Station 7 - UMNUTZUNG ZUM SOLARFELD

Audio-Datei zur Station Umnutzung zum Solarfeld- Hochdeutsch

Audio-Datei zur Station Umnutzung zum Solarfeld- Saarländisch

Der ehemalige Redener Absinkweiher wurde mit einer Bauschuttdeponie überdeckt und auf einer Teilfläche von rund 14 Hektar eine Fotovoltaik-Anlage für 2.400 Haushalte angelegt. Dort wird nun Strom für 3.300 Haushalte (à vier Personen) erzeugt. Das Solarfeld hat einen Stromertrag von 8.586.000 kWh im Jahr. Dies führt zu einer CO2-Ersparnis von 4.700 Tonnen pro Jahr.

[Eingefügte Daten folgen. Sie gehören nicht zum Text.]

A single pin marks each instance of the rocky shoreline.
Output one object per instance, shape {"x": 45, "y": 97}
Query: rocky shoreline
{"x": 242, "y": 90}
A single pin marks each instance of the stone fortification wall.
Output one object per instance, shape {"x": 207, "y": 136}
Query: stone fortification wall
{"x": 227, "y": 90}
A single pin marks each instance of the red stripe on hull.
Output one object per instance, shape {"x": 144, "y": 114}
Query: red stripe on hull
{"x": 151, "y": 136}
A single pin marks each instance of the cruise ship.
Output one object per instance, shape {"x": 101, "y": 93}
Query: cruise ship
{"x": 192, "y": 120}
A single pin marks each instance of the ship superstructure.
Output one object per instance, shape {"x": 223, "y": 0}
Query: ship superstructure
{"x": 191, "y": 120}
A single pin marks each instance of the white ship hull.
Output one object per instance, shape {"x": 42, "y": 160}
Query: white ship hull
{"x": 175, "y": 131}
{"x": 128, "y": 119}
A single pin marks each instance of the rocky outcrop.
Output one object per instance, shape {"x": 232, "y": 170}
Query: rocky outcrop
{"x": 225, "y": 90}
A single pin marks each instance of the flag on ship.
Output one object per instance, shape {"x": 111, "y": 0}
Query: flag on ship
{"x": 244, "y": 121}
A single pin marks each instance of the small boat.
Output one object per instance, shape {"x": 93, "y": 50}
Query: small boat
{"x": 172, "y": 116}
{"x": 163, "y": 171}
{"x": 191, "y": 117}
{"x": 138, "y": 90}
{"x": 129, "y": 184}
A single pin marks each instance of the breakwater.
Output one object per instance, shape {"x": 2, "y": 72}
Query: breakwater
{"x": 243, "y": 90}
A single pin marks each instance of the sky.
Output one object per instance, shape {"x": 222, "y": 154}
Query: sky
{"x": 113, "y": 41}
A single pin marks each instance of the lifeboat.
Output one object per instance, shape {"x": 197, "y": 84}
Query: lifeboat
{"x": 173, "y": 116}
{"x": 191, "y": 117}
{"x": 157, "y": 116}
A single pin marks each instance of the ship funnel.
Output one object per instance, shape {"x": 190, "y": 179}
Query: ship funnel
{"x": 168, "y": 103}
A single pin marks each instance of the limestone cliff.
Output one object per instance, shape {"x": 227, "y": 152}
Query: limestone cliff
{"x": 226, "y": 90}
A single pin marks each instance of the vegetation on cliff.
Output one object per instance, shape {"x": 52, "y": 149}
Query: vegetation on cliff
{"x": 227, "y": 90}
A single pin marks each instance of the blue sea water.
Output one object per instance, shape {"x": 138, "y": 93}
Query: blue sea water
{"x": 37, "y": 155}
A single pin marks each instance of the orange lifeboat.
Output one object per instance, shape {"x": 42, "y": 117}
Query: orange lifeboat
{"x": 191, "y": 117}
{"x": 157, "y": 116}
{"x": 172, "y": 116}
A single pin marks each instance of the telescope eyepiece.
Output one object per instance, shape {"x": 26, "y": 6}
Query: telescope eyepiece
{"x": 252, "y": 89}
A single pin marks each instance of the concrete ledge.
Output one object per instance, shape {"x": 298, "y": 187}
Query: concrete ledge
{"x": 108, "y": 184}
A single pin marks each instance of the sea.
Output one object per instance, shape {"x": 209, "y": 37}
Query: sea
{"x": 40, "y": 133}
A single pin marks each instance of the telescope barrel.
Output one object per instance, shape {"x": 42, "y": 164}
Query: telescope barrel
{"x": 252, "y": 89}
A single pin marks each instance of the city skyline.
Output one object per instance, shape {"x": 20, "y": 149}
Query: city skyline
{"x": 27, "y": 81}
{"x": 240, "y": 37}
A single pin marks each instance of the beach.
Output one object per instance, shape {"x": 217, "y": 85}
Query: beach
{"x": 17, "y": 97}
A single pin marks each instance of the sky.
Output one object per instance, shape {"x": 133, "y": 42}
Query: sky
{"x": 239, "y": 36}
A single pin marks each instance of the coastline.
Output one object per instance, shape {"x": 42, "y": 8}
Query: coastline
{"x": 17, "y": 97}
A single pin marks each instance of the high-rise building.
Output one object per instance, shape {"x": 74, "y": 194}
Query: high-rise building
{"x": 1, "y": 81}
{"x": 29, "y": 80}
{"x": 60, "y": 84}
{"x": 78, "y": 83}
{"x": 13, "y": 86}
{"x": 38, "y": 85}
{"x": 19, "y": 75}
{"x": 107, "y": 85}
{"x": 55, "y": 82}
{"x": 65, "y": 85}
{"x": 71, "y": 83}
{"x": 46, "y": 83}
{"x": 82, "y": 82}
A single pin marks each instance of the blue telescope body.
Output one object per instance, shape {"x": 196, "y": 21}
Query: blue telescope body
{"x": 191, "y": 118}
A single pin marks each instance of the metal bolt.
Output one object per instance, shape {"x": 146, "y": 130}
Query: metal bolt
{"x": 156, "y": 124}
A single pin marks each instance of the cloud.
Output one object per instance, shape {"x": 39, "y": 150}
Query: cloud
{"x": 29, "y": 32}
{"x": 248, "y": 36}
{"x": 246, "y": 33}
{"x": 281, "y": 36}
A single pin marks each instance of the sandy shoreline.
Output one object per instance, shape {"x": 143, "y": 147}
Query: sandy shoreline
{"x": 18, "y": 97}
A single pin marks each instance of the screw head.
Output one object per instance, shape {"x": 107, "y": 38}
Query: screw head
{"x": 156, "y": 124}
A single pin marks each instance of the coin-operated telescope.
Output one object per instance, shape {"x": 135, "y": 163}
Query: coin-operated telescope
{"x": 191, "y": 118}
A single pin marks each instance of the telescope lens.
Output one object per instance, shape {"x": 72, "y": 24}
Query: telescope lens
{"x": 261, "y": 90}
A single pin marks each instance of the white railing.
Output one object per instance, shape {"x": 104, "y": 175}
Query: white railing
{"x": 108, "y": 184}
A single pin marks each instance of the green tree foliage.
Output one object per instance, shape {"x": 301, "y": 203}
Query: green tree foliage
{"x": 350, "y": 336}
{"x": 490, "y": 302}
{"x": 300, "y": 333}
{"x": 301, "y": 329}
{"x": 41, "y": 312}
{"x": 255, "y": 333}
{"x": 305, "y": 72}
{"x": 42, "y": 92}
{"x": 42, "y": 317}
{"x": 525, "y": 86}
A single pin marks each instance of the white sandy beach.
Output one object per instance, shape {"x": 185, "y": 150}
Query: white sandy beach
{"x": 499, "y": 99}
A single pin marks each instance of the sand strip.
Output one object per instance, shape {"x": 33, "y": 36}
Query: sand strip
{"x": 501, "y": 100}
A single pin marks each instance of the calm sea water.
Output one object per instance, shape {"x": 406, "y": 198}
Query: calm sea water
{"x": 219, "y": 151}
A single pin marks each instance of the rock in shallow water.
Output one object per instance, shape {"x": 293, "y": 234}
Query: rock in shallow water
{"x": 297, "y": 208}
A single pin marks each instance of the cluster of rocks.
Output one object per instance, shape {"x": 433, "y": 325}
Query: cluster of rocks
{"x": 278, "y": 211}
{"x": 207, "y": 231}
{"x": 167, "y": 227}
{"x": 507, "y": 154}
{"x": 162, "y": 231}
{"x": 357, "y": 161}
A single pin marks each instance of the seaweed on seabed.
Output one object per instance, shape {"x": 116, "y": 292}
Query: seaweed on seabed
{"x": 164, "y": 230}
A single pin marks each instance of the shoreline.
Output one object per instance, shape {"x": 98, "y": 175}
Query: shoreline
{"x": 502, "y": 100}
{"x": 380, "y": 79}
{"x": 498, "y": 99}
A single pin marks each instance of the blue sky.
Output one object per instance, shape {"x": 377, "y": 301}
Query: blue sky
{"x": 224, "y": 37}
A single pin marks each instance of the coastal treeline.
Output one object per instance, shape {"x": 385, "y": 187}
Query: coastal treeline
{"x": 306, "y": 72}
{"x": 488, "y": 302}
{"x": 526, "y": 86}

Station 8 - BEAMTENSIEDLUNG UND „SCHLÖSSJE“ Werkshäuser und Mietwohnungen

Audio-Datei zur Station Beamtensiedlung- Hochdeutsch

Audio-Datei zur Station Beamtensiedlung- Saarländisch

In unmittelbarer Umgebung der Werksanlagen waren überwiegend Beamtenwohnungen errichtet worden, in denen z. B. der Grubendirektor, die Werksleiter und andere höhere Bedienstete untergebracht waren. Neben der Bergwerksdirektion in der Bahnhofstraße steht heute noch die erste Direktorenvilla von Reden, heute in privater Hand. Später wurde das „Schlössje“ an der Bildstockstraße Wohnsitz des jeweiligen Grubendirektors. Das Gebäude wurde Ende der 1960er Jahre wegen Bergschäden abgerissen. In den verschiedenen Bergmanns-Ansiedlungen sowie in Haupt- und Nebenstraßen im Umfeld der Gruben Reden und Itzenplitz waren darüber hinaus zwischen 1852 bis 1905 bereits rund 500 Bergmanns-Prämienhäuser sowie rund 350 Beamtenhäuser entstanden.